The Key deal is "almost certainly a ticking time bomb of value destruction," wrote veteran financial stock analyst Tom Brown in a blog post on Monday.

Beth Mooney, Chief Executive of KeyCorp, told Reuters that First Niagara is a good strategic fit with her bank, and will be able to cut costs and increase revenue for both companies and to reward shareholders.

The New York Community Bank stock declines were "kind of a slap on the wrist saying we don't mind you doing deals but let's be more shareholder friendly when you're negotiating those prices," said Peter Kovalski, a portfolio manager at Alpine Funds in Purchase, New York who helps run $4 billion of assets.

New York Community Bank CFO Thomas Cangemi said the deal will create value for shareholders over time because his bank trades at a higher valuation than Astoria.

POSSIBLE ACQUIRERS

Many on Wall Street are still hopeful about future deals. Analysts have been sending around lists of possible acquirers and sellers. A recent list from analysts at KBW included Synovus Financial Corp, (NYSE: SNV) a bank with about $28 billion of assets based in Columbus, Georgia, and Flushing Financial Corp, (NASDAQ: FFIC) a bank based in suburban New York with more than $5 billion in assets, as potential targets.

A Synovus spokesman declined to comment, but the bank's chief executive said on a recent conference call that the bank is evaluating acquisitions. A Flushing Financial spokeswoman did not respond to questions.

Emmett Daly, investment banking principal at Sandler O'Neill, said the share price declines following last week's deals were a "temporary setback," but he still thinks the recent round of acquisitions will pave the way for more acquisitions of banks worth $1 billion or more. Several bankers noted that the macro factors that could spur deals, including relatively low rates, and higher regulatory compliance costs, are not going away.

M&T's trouble getting the Hudson City deal may provide another reason for any recovery in bank M&A to be tepid. The acquirer needed three years to win approval for the deal after regulators found problems with its systems for preventing money laundering, according to its regulatory filings.

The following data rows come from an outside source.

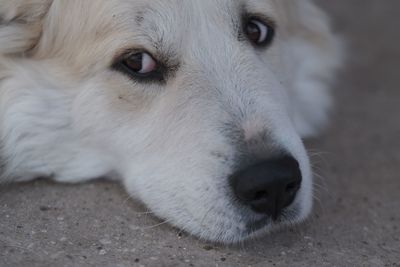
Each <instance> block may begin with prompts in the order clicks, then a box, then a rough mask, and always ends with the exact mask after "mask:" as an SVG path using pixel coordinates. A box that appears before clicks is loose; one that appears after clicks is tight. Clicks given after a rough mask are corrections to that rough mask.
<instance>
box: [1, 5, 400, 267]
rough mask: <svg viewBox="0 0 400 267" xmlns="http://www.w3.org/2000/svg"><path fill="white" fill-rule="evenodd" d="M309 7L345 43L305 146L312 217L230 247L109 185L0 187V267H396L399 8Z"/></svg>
mask: <svg viewBox="0 0 400 267" xmlns="http://www.w3.org/2000/svg"><path fill="white" fill-rule="evenodd" d="M319 3H320V4H321V5H322V6H323V7H324V8H325V9H326V10H328V12H329V13H330V14H332V16H333V18H334V25H335V29H336V30H337V31H338V32H339V33H340V34H342V35H343V36H344V37H345V39H346V40H347V42H348V46H349V52H348V63H347V67H346V68H345V69H344V70H342V71H341V73H340V76H339V81H338V83H337V84H336V86H335V90H336V91H335V92H336V95H337V109H336V113H335V114H334V119H333V123H332V126H331V128H330V129H329V130H327V131H326V133H325V134H324V135H323V136H321V137H320V138H318V139H316V140H312V141H311V142H308V147H309V148H310V149H311V151H312V154H313V162H314V165H315V169H316V172H317V173H318V174H319V176H321V178H317V183H318V185H319V186H318V189H317V195H316V198H317V200H316V207H315V209H314V212H313V216H312V218H311V219H310V220H309V221H308V222H307V223H305V224H303V225H301V226H298V227H296V228H295V229H291V230H284V231H281V232H279V233H275V234H272V235H270V236H266V237H263V238H261V239H259V240H256V241H252V242H246V243H244V244H241V245H240V246H235V247H224V246H220V245H215V244H208V243H204V242H201V241H198V240H197V239H195V238H192V237H190V236H188V235H186V234H185V233H180V232H179V230H177V229H173V228H172V227H170V226H168V225H165V224H161V225H159V224H160V221H159V220H157V219H156V218H154V217H152V216H151V214H146V213H145V211H146V209H145V208H144V207H143V206H142V205H141V204H140V203H138V202H137V201H134V200H131V199H129V198H128V196H127V194H126V193H125V192H124V190H123V189H122V188H121V187H120V186H119V185H116V184H113V183H109V182H101V181H100V182H96V183H90V184H84V185H76V186H68V185H60V184H53V183H50V182H46V181H36V182H33V183H30V184H24V185H17V186H16V185H11V186H6V187H5V186H3V187H2V188H0V266H288V265H289V266H400V174H399V171H400V30H399V27H400V17H399V16H400V15H399V12H400V1H398V0H385V1H377V0H352V1H347V0H336V1H322V0H320V1H319Z"/></svg>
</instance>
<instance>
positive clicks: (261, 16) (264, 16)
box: [245, 13, 277, 31]
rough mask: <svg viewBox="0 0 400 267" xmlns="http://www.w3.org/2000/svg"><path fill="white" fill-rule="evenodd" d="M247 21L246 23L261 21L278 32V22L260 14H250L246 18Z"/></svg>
mask: <svg viewBox="0 0 400 267" xmlns="http://www.w3.org/2000/svg"><path fill="white" fill-rule="evenodd" d="M245 17H246V18H247V19H246V21H251V20H257V21H261V22H262V23H264V24H265V25H267V26H268V27H270V28H271V29H272V30H274V31H275V30H276V28H277V26H276V22H275V20H274V19H272V18H270V17H268V16H266V15H264V14H260V13H248V14H246V16H245Z"/></svg>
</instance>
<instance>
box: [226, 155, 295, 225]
mask: <svg viewBox="0 0 400 267" xmlns="http://www.w3.org/2000/svg"><path fill="white" fill-rule="evenodd" d="M301 181H302V177H301V171H300V167H299V164H298V162H297V160H296V159H294V158H292V157H283V158H277V159H273V160H267V161H263V162H260V163H258V164H256V165H253V166H250V167H247V168H245V169H242V170H240V171H238V172H237V173H235V174H233V175H232V176H231V178H230V184H231V186H232V189H233V191H234V193H235V196H236V197H237V199H238V200H239V201H240V202H241V203H242V204H244V205H246V206H248V207H250V208H251V209H253V211H255V212H257V213H264V214H268V215H270V216H272V217H273V218H277V217H278V216H279V214H280V213H281V212H282V211H283V209H285V208H286V207H288V206H289V205H290V204H292V203H293V202H294V200H295V198H296V195H297V192H298V191H299V189H300V187H301Z"/></svg>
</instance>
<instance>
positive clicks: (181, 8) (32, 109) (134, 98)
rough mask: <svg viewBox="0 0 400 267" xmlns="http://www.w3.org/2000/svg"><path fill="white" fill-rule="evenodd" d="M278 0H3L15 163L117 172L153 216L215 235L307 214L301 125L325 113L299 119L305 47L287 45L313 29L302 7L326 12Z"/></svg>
mask: <svg viewBox="0 0 400 267" xmlns="http://www.w3.org/2000/svg"><path fill="white" fill-rule="evenodd" d="M3 2H4V3H3ZM283 2H285V3H286V2H288V1H269V0H254V1H253V0H252V1H230V0H222V1H216V0H201V1H200V0H194V1H176V0H171V1H144V0H112V1H96V2H95V3H94V2H92V1H80V0H70V1H57V0H54V1H51V0H36V1H33V0H19V1H14V0H12V1H11V0H10V1H6V0H3V1H2V7H1V8H0V15H1V16H2V19H3V26H1V27H2V28H0V50H1V53H2V54H3V58H4V59H3V60H5V58H7V60H8V62H12V63H10V64H9V65H7V66H6V65H5V64H3V66H2V73H3V82H2V83H3V85H2V86H1V88H2V90H3V93H2V94H3V96H2V97H3V99H5V100H3V107H2V108H3V109H5V107H7V111H9V110H13V111H16V110H17V111H18V112H19V113H18V114H17V115H16V117H15V118H18V119H14V121H12V120H10V119H7V118H6V117H5V115H2V116H3V118H2V121H3V124H4V126H3V132H2V139H3V143H4V146H5V147H9V148H8V150H7V151H11V150H14V152H13V153H14V154H13V155H14V156H13V157H12V158H11V157H10V158H11V159H10V161H11V162H12V161H18V164H16V163H14V164H13V167H14V170H13V171H14V173H18V174H24V175H26V174H27V173H33V175H36V176H37V175H54V177H55V179H58V180H63V181H69V180H70V179H73V180H75V179H85V178H93V177H97V176H101V175H106V174H108V173H110V172H116V173H118V175H119V176H120V177H121V179H122V181H123V183H124V185H125V186H126V188H127V190H128V191H129V192H130V193H131V194H132V196H134V197H137V198H139V199H140V200H142V201H143V202H144V203H145V204H146V205H147V206H148V207H149V208H150V209H151V210H152V211H154V212H155V214H157V215H158V216H159V217H161V218H163V219H165V220H167V221H168V222H170V223H171V224H172V225H174V226H177V227H179V228H182V229H184V230H186V231H188V232H189V233H192V234H194V235H197V236H199V237H201V238H204V239H208V240H214V241H219V242H237V241H240V240H243V239H245V238H248V237H250V236H254V235H257V234H258V233H261V232H266V231H269V230H271V229H274V228H276V227H280V226H282V225H286V224H292V223H296V222H299V221H302V220H304V219H305V218H306V216H307V215H308V214H309V212H310V209H311V206H312V201H311V199H312V177H311V170H310V163H309V159H308V157H307V154H306V151H305V149H304V146H303V144H302V141H301V139H300V133H301V132H302V130H303V132H307V131H308V132H310V131H311V130H309V129H313V127H312V126H315V125H319V122H320V121H322V120H323V118H320V117H321V116H322V117H324V115H317V118H316V119H315V120H314V119H312V118H310V122H308V121H307V120H304V122H299V120H300V121H301V119H302V118H299V117H301V116H302V112H301V111H299V110H298V109H303V108H304V107H301V108H297V107H296V105H298V104H297V102H296V101H294V99H296V95H300V96H301V97H303V98H307V96H304V95H303V94H302V93H300V92H297V91H296V90H295V89H294V88H295V86H294V84H295V83H296V82H297V81H298V80H296V79H298V77H297V76H298V73H299V72H298V68H301V67H304V68H306V67H305V66H303V64H304V63H303V61H299V62H296V59H303V60H304V58H302V57H304V56H305V54H307V53H306V52H304V51H306V49H303V50H301V49H300V48H296V49H297V50H296V51H298V50H299V49H300V50H301V51H303V52H304V53H297V52H296V53H297V54H294V52H293V49H292V48H293V47H294V43H295V42H294V41H293V40H297V42H298V45H299V46H303V47H308V48H310V47H312V45H311V44H309V45H308V46H307V45H306V43H307V42H306V41H305V40H306V39H307V38H308V39H312V37H310V36H318V35H316V34H315V32H317V31H314V30H313V29H310V28H308V27H306V26H305V25H308V24H307V23H303V21H301V20H300V19H297V20H296V18H297V16H296V14H297V13H299V12H300V11H299V10H300V9H305V10H304V12H306V13H307V14H309V15H313V17H319V16H320V17H322V15H321V14H320V13H319V11H318V10H317V9H315V8H314V7H313V6H312V5H311V4H310V3H309V2H308V1H300V2H301V3H302V4H301V5H298V4H295V3H291V4H290V5H288V4H287V3H286V4H284V3H283ZM3 4H4V5H3ZM287 6H291V7H290V8H288V7H287ZM296 6H297V7H296ZM300 6H301V7H300ZM295 9H299V10H295ZM291 11H292V12H291ZM296 12H297V13H296ZM301 12H303V11H301ZM292 13H293V14H292ZM303 17H306V16H303ZM289 18H293V20H294V22H290V20H289ZM321 21H322V20H321ZM302 23H303V24H304V25H302ZM323 25H325V21H323ZM295 28H296V29H295ZM323 30H325V28H324V29H323ZM323 30H321V31H323ZM313 34H314V35H313ZM6 35H7V36H8V38H5V37H4V36H6ZM299 40H300V41H299ZM321 40H322V41H321ZM321 40H317V41H316V42H315V43H318V41H321V42H324V40H323V38H322V39H321ZM310 43H311V41H310ZM16 44H18V45H16ZM318 45H320V44H318ZM318 45H315V47H314V48H315V49H314V50H318V49H319V48H316V47H318ZM310 50H312V49H311V48H310ZM314 50H312V51H314ZM322 50H323V48H321V49H320V51H322ZM301 51H300V52H301ZM318 51H319V50H318ZM309 54H310V53H309ZM309 54H308V55H309ZM321 54H323V53H321ZM22 55H23V57H22ZM301 56H302V57H301ZM310 60H312V59H311V58H310ZM321 66H322V65H321ZM322 69H324V68H322ZM17 70H18V71H17ZM4 73H7V75H5V74H4ZM303 76H304V75H303ZM308 78H309V79H311V78H310V77H308ZM303 82H304V81H303ZM312 83H313V82H310V83H309V84H307V85H305V86H310V87H312V86H315V84H312ZM9 88H12V89H13V90H11V89H9ZM21 94H22V95H23V96H24V98H21V97H20V95H21ZM7 99H8V100H9V99H16V101H14V102H12V103H11V101H9V102H6V101H7ZM321 99H322V100H323V101H322V100H321ZM307 101H309V100H306V101H304V102H303V103H302V104H304V105H306V106H307V105H308V102H307ZM321 101H322V102H324V101H325V98H324V97H318V101H316V102H321ZM295 102H296V103H295ZM325 102H326V103H328V102H329V101H327V100H326V101H325ZM325 102H324V104H322V105H327V104H326V103H325ZM312 105H317V106H318V105H321V104H312ZM310 106H311V104H310V105H309V106H307V107H306V109H307V110H308V111H311V112H310V114H311V115H310V117H313V116H316V115H314V114H313V113H318V114H319V113H323V112H322V111H320V110H319V109H317V108H314V107H310ZM21 107H24V108H21ZM5 113H6V112H3V114H5ZM13 114H16V113H13ZM28 114H29V116H28ZM28 117H29V119H28ZM296 118H297V119H296ZM18 120H19V122H21V120H23V121H24V124H23V125H22V124H18V123H17V122H16V121H18ZM17 124H18V125H17ZM310 125H311V126H310ZM304 129H305V130H304ZM10 131H14V133H16V134H17V135H18V136H21V138H20V139H19V141H18V144H13V142H15V143H16V142H17V141H16V139H17V137H15V138H14V139H15V140H14V139H13V140H14V141H13V142H12V141H10V138H8V139H7V137H6V136H7V134H9V132H10ZM26 132H28V133H30V134H26ZM32 133H34V134H32ZM28 150H29V151H28ZM4 151H6V149H4ZM15 151H17V152H15ZM10 153H11V152H10ZM10 153H9V154H10ZM21 158H23V159H24V160H22V159H21ZM34 163H35V164H34ZM38 166H40V167H38ZM9 169H10V168H9Z"/></svg>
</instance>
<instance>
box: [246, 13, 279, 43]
mask: <svg viewBox="0 0 400 267" xmlns="http://www.w3.org/2000/svg"><path fill="white" fill-rule="evenodd" d="M245 32H246V35H247V38H249V40H250V41H251V42H252V43H253V44H255V45H257V46H264V45H268V44H270V43H271V41H272V38H273V35H274V29H273V27H271V26H269V25H267V24H266V23H264V22H262V21H260V20H258V19H250V20H249V21H248V22H247V25H246V28H245Z"/></svg>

"The Fed made it exceedingly clear that if you come into the deal with any issues at all, the deal will get thrown right back into your face, and lots of banks have a lot of issues," said H. Rodgin Cohen, a lawyer at Sullivan & Cromwell who advises banks on mergers and acquisitions and advised M&T on that deal.

Those concerns are still putting a damper on the number of regional bank mergers in the pipeline, Cohen said, adding that sellers do not want to announce a deal they cannot actually complete.